When President Obama signed the new financial services reform legislation, there were rounds of applause by the Democratic politicians and broad smiles on their faces. Two who stood out were Senator Christopher Dodd and Congressman Barney Frank who led the effort to get the law enacted. According to press reports in the media, including the Wall Street Journal, it was their late night last minute negotiations that reconciled the difference between the House and Senate versions of the bill. Similar to Obamacare, which also passed earlier in the year, the law passes the huge effort of writing regulations to the bureaucrats. This time the task is gargantuan and will leave many affected businesses in limbo until they know what the new rules will be. This will take months and maybe years.

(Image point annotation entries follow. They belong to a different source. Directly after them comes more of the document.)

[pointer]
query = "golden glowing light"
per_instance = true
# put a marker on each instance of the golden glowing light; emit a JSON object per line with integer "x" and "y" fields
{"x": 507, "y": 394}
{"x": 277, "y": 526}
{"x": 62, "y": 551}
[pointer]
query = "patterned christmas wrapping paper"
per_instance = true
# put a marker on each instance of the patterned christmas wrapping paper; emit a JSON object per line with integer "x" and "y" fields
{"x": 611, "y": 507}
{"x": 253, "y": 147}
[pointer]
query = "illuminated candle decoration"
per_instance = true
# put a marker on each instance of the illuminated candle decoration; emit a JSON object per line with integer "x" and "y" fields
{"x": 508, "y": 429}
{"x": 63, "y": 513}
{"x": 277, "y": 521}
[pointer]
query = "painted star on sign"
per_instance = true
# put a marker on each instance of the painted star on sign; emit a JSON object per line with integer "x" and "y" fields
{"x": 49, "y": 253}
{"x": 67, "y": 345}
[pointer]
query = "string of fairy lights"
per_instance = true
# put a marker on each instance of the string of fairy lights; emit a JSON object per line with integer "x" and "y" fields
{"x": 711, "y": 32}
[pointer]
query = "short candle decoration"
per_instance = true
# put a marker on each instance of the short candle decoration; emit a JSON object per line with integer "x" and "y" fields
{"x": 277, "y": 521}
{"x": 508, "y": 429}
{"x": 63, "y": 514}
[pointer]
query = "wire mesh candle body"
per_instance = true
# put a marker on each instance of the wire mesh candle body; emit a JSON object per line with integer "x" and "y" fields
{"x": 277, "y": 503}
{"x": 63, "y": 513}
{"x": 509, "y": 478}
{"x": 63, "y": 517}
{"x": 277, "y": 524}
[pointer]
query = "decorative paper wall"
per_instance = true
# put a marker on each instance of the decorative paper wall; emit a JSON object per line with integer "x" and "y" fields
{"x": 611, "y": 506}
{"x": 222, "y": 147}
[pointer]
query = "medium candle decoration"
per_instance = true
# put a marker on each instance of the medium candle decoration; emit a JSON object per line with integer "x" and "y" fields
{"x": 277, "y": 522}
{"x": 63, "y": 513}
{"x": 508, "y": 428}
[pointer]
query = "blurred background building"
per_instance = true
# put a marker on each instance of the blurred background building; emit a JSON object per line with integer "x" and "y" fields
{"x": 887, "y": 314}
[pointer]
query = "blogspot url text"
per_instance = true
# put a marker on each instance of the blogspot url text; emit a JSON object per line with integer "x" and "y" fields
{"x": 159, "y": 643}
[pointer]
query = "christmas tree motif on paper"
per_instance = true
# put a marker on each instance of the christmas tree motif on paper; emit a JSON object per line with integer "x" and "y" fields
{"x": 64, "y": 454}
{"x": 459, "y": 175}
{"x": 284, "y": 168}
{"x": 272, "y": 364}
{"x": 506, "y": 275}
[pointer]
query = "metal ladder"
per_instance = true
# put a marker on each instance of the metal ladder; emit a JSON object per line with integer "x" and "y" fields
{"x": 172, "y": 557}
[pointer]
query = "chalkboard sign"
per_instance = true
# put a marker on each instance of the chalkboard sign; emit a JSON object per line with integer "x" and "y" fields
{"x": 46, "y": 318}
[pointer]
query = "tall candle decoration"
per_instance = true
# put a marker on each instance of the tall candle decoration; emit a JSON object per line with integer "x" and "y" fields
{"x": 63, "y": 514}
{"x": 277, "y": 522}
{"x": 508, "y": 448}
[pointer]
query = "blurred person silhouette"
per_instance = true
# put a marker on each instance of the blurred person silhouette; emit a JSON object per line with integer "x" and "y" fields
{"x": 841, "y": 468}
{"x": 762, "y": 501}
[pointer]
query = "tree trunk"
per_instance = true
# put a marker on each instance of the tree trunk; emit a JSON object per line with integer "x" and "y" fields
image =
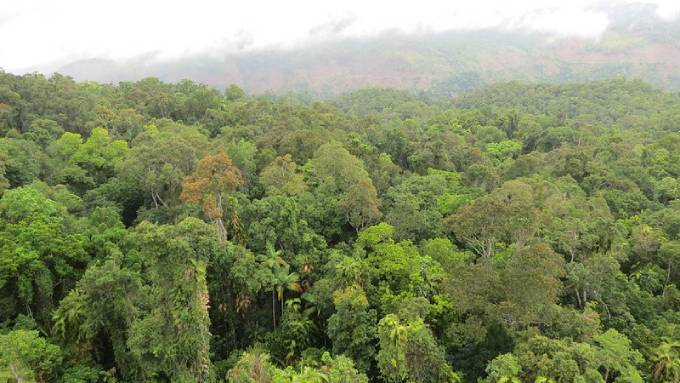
{"x": 274, "y": 307}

The last major piece of financial regulatory change was the Sarbanes Oxley legislation, which transformed the rules affecting public corporations and implemented a new and very expensive regimen of compliance for companies. The law mandated that companies develop, document and have audited their financial internal control processes and procedures. The big change was the audit requirement which was a bonanza for the Big 4 accounting firms. The cost of these audits doubled the fees paid to the Big 4 firms. This cost eventually flows down to consumers and taxpayers.

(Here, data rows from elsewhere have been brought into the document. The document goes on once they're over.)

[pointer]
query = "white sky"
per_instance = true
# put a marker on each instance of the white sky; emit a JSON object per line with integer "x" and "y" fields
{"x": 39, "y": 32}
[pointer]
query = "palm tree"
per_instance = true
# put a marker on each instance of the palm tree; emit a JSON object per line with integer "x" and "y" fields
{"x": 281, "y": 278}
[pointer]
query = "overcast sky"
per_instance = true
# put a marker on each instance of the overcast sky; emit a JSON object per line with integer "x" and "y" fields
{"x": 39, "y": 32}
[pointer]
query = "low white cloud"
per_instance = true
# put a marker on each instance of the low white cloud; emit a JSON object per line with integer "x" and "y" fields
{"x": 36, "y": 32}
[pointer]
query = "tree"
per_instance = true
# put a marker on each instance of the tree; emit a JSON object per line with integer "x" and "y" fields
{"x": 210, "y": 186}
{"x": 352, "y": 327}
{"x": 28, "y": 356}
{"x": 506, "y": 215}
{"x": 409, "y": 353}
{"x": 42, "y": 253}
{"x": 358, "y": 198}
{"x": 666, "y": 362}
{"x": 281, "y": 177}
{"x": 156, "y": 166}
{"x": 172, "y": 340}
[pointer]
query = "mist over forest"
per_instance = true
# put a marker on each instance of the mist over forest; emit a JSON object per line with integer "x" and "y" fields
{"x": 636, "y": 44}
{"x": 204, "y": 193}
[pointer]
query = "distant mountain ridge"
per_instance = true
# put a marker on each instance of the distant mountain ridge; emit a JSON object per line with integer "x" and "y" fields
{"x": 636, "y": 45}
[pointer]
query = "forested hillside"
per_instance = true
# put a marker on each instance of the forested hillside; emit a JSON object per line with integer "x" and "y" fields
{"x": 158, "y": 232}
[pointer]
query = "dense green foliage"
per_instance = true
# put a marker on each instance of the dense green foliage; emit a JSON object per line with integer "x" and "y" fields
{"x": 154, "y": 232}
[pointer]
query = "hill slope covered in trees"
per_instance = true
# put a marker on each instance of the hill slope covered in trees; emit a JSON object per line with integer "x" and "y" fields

The recently enacted financial services regulatory reform legislation requires some 533 regulations to be written by 12 separate regulatory bodies. In comparison, Sarbanes-Oxley required 16 rulemakings by regulators. The difference is staggering and a major move toward the expansion of government into private enterprise. This is another example of a trend or of the policy position of the current administration to enact legislation in massive gulps even when the effects are not clearly understood. There will be plenty of opportunities for consultants and lobbyists to feast on the fees that they will earn by advising clients and trying to shape the rules to the benefits of their constituents. At some point in the future, companies will know what the new rules are and what the financial consequences are. Until then, there will be uncertainty which will affect the economy and the job market. This is not a good situation for the unemployed.